Our shareholders do not have preemptive rights to subscribe to any additional securities that may be issued. Each share of our common stock has the same relative rights and is identical in all respects to every other share of our common stock. In the event of liquidation, dissolution or winding up of FNWB, the holders of our common stock would be entitled to receive, after payment or provision for payment of all of FNWB’s debts and liabilities, all remaining assets available for distribution. If preferred stock is issued, the holders thereof may have priority over the holders of our common stock in the event of liquidation or dissolution.
Dividends may be paid on our common stock as and when declared by the Board out of funds legally available for the payment of dividends. The Board may issue preferred stock that is entitled to such dividend rights as the Board may determine, including priority over the common stock in the payment of dividends.

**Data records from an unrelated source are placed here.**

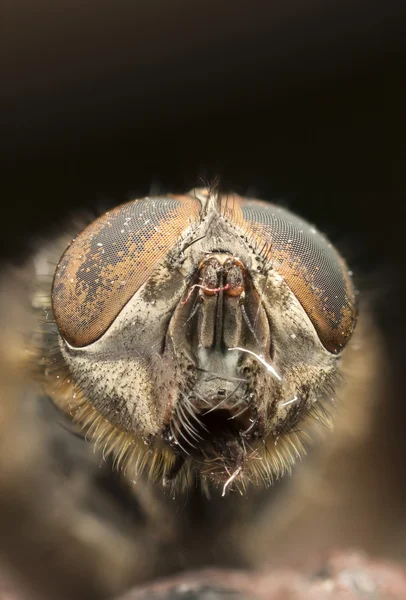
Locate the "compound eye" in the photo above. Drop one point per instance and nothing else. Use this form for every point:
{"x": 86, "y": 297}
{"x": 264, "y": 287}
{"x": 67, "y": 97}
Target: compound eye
{"x": 111, "y": 259}
{"x": 311, "y": 267}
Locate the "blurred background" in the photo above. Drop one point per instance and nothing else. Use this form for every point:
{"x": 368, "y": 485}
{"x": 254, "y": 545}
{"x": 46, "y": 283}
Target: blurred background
{"x": 300, "y": 102}
{"x": 297, "y": 102}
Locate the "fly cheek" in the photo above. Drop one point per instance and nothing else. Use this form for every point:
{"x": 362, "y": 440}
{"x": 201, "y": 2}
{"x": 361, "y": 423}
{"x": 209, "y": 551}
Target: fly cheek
{"x": 111, "y": 259}
{"x": 310, "y": 266}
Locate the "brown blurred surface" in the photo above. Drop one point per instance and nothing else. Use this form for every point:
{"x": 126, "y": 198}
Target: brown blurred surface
{"x": 344, "y": 576}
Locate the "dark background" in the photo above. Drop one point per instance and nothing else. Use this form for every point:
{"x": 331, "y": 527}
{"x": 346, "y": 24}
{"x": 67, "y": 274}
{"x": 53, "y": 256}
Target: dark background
{"x": 301, "y": 102}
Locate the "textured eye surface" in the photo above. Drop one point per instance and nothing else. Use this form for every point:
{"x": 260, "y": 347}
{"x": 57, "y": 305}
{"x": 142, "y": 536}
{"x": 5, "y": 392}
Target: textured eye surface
{"x": 111, "y": 259}
{"x": 311, "y": 267}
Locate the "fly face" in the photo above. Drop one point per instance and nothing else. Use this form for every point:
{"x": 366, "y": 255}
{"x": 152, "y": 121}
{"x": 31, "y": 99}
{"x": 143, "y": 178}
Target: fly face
{"x": 200, "y": 331}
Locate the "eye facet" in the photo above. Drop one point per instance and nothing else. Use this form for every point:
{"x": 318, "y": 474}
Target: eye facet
{"x": 111, "y": 259}
{"x": 310, "y": 265}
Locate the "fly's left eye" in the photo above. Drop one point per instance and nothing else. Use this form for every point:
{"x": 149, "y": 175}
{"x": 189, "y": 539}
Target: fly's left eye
{"x": 111, "y": 259}
{"x": 311, "y": 267}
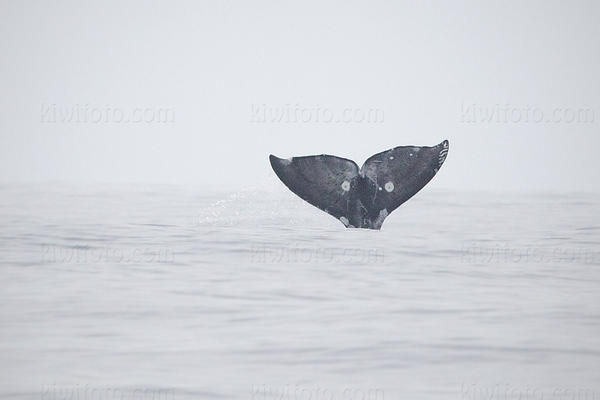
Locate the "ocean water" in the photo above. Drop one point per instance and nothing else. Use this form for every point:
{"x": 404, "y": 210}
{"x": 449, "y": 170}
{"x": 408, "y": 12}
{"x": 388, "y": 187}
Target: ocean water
{"x": 167, "y": 292}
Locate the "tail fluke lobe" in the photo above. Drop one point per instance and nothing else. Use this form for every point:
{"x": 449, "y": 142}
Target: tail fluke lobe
{"x": 361, "y": 199}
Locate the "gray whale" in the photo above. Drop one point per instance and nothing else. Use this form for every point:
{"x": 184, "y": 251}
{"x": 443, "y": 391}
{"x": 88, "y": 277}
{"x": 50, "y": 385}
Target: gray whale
{"x": 361, "y": 198}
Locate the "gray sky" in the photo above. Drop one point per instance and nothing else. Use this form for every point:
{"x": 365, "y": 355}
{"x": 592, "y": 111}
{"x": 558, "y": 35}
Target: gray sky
{"x": 435, "y": 71}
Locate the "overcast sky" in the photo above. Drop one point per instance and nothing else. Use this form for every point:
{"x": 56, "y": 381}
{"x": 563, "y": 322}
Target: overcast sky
{"x": 223, "y": 72}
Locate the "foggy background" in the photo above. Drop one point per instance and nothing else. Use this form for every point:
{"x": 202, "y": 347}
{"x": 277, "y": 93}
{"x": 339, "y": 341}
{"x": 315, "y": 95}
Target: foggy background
{"x": 211, "y": 64}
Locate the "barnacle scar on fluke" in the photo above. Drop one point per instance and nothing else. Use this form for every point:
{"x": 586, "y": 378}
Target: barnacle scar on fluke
{"x": 361, "y": 198}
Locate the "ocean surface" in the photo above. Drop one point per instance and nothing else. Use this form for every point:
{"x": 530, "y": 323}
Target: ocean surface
{"x": 174, "y": 292}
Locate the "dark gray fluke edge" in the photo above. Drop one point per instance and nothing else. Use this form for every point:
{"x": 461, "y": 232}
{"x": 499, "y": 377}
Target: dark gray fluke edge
{"x": 361, "y": 198}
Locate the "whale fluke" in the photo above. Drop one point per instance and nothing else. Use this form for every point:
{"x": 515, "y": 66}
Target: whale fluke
{"x": 361, "y": 198}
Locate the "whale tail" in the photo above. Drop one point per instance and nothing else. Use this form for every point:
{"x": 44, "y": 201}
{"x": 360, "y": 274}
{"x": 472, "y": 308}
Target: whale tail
{"x": 361, "y": 198}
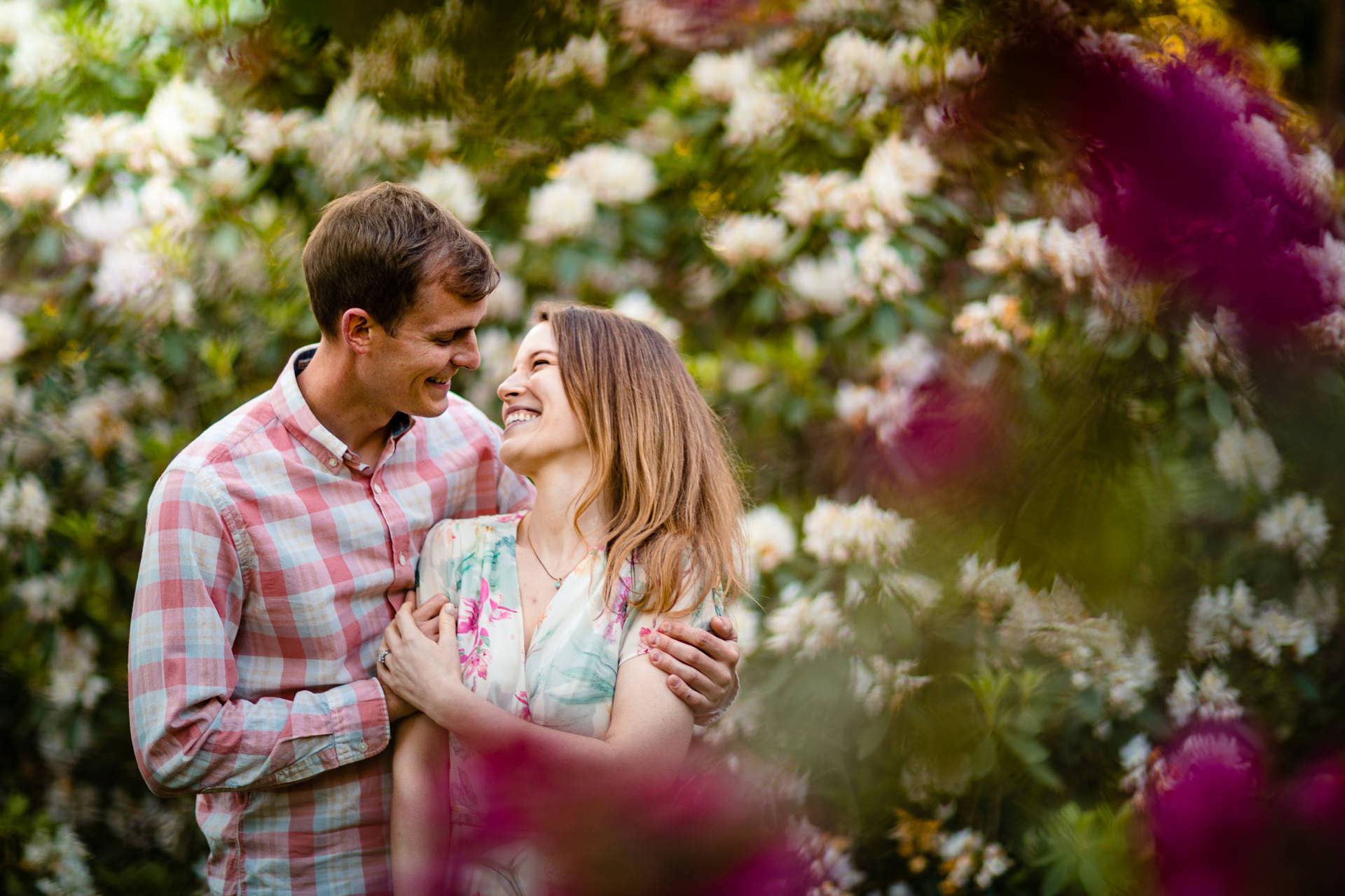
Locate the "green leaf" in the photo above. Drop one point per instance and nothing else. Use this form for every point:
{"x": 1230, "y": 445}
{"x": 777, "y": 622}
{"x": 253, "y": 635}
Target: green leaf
{"x": 1056, "y": 878}
{"x": 872, "y": 735}
{"x": 1157, "y": 346}
{"x": 1124, "y": 346}
{"x": 1026, "y": 748}
{"x": 1091, "y": 878}
{"x": 1219, "y": 406}
{"x": 984, "y": 758}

All voting rights are currently vested in the holders of our common stock, with each share being entitled to one vote on all matters.
Election of Directors
The Articles provide that each director shall be elected at each annual meeting of shareholders to serve until the next annual meeting or until their respective successor is elected and qualified.
Limitation on Voting of Certain Shares
The Articles provide that a record owner of any outstanding common stock that is beneficially owned by a person who, as of any record date for the determination of shareholders entitled or permitted to vote on any matter, beneficially owns more than 10% of the then outstanding shares of common stock (the “Limit”), shall not be entitled to vote with respect to shares held in excess of the Limit, unless a majority of the whole board (defined as the total number of directors which FNWB would have if there were no vacancies on the Board) shall have by resolution given advance approval of such entitlement or permission.

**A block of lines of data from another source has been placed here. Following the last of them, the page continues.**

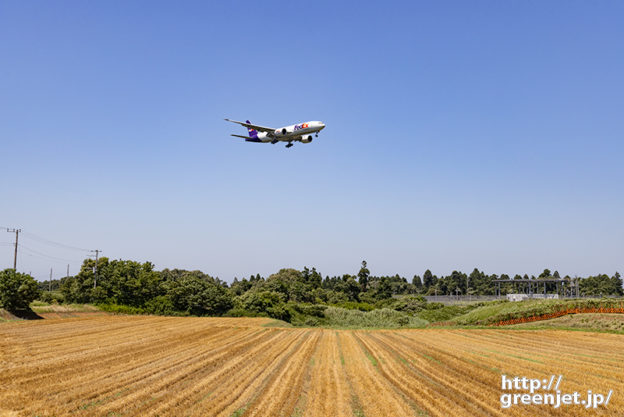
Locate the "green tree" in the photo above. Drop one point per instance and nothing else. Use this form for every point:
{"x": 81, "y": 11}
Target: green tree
{"x": 428, "y": 279}
{"x": 17, "y": 290}
{"x": 417, "y": 282}
{"x": 363, "y": 275}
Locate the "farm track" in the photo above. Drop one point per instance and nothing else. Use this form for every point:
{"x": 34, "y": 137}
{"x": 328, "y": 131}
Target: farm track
{"x": 171, "y": 366}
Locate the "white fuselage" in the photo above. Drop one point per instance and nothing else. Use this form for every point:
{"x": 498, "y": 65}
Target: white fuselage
{"x": 299, "y": 132}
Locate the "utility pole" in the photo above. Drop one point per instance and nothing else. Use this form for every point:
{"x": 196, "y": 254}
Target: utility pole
{"x": 97, "y": 252}
{"x": 17, "y": 232}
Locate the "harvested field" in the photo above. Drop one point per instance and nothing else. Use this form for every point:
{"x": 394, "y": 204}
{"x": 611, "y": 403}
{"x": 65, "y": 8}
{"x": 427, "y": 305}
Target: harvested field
{"x": 172, "y": 366}
{"x": 593, "y": 321}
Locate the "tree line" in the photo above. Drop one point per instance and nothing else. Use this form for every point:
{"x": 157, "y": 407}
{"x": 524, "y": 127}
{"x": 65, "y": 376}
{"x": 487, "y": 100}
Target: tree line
{"x": 175, "y": 291}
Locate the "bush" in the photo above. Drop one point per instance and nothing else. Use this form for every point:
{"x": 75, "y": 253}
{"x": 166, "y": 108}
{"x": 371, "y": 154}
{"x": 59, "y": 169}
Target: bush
{"x": 17, "y": 290}
{"x": 52, "y": 297}
{"x": 384, "y": 317}
{"x": 120, "y": 309}
{"x": 161, "y": 305}
{"x": 353, "y": 305}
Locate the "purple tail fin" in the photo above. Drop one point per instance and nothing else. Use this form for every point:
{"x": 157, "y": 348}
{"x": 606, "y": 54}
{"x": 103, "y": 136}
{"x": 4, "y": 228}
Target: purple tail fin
{"x": 253, "y": 133}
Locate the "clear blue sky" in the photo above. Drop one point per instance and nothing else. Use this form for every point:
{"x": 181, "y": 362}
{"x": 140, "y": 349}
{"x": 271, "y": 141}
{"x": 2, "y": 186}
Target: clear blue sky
{"x": 460, "y": 134}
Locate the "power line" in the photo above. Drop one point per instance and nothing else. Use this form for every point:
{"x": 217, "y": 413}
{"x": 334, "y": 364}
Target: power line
{"x": 36, "y": 252}
{"x": 51, "y": 242}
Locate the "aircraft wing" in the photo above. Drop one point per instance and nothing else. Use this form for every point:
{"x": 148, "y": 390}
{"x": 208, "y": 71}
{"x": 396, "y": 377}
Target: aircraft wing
{"x": 256, "y": 127}
{"x": 245, "y": 137}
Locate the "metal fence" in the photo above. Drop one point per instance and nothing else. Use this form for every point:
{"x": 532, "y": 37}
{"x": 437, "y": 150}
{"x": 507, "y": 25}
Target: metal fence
{"x": 455, "y": 299}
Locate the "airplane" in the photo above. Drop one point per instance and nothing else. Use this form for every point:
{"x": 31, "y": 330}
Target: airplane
{"x": 301, "y": 132}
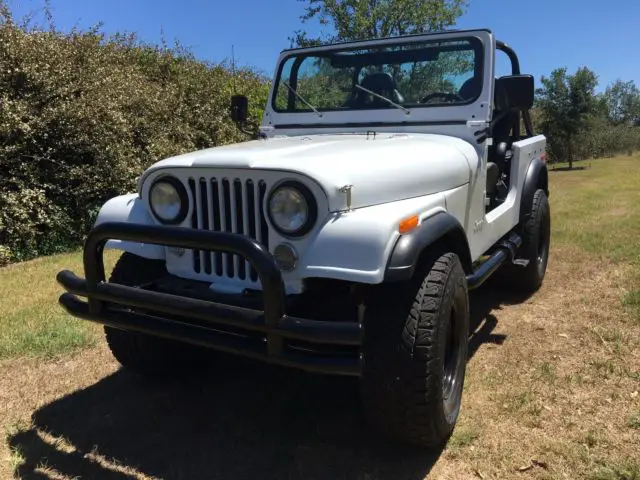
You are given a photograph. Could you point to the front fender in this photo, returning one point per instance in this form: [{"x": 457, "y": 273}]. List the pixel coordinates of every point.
[
  {"x": 130, "y": 209},
  {"x": 356, "y": 245}
]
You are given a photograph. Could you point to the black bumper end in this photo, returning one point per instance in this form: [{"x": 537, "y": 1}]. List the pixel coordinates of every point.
[{"x": 267, "y": 335}]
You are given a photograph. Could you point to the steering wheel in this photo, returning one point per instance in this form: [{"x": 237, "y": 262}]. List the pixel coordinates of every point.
[{"x": 446, "y": 95}]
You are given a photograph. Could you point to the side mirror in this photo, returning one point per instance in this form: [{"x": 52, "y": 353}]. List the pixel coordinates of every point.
[
  {"x": 514, "y": 92},
  {"x": 239, "y": 108}
]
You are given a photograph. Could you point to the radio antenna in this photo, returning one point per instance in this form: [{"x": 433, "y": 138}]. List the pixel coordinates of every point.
[{"x": 233, "y": 67}]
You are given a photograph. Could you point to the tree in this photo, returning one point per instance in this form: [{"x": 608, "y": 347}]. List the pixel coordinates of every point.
[
  {"x": 567, "y": 105},
  {"x": 362, "y": 19},
  {"x": 622, "y": 100}
]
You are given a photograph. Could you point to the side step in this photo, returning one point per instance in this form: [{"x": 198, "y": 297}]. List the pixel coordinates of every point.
[{"x": 505, "y": 250}]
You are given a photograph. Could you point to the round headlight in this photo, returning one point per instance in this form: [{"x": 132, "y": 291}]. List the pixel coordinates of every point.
[
  {"x": 168, "y": 200},
  {"x": 292, "y": 209}
]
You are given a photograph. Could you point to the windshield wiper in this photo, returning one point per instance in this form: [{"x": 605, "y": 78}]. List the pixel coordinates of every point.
[
  {"x": 382, "y": 97},
  {"x": 293, "y": 90}
]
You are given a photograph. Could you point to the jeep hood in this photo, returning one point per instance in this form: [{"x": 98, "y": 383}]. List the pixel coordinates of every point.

Potential “Anti-Takeover” Provisions
Article IX of our Articles requires that specified transactions with a “Related Person”, referred to as a “Business Combination”, be approved by (i) at least 80% of the voting power of the then outstanding shares and (ii) at least a majority of the outstanding shares entitled to vote thereon, not including shares deemed beneficially owned by a Related Person, unless such transaction is approved by two-thirds of our “Continuing Directors” (as defined in the Articles). A Related Person is generally defined as a person or entity that beneficially owns 10% or more of the outstanding shares of our common stock or is an “affiliate” of FNWB as defined in Rule 12b-2 of the Exchange Act.
Our Articles also provide that the Board, when evaluating a Business Combination or similar transaction, may consider any other factors that it deems relevant, including the social and economic effects of the transaction on FNWB and its subsidiaries, employees, depositors, loan and other customers, creditors and other elements of the communities in which FNWB and its subsidiaries operate or are located, in addition to the adequacy of the amount to be paid in connection with any such transaction.
Under our Articles, the right of shareholders to call special shareholder meetings is specifically denied. Also, the adoption, amendment or repeal of our Bylaws by our shareholders requires the affirmative vote of the holders of not less than 80% of the outstanding shares of our capital stock entitled to vote generally in the election of directors, treated as one class. Our Articles, other than those specifying our name and the number of authorized shares of our capital stock, generally may be amended only by the affirmative vote of the holders of not less than 80% of the votes entitled to be cast by each separate voting group entitled to vote thereon.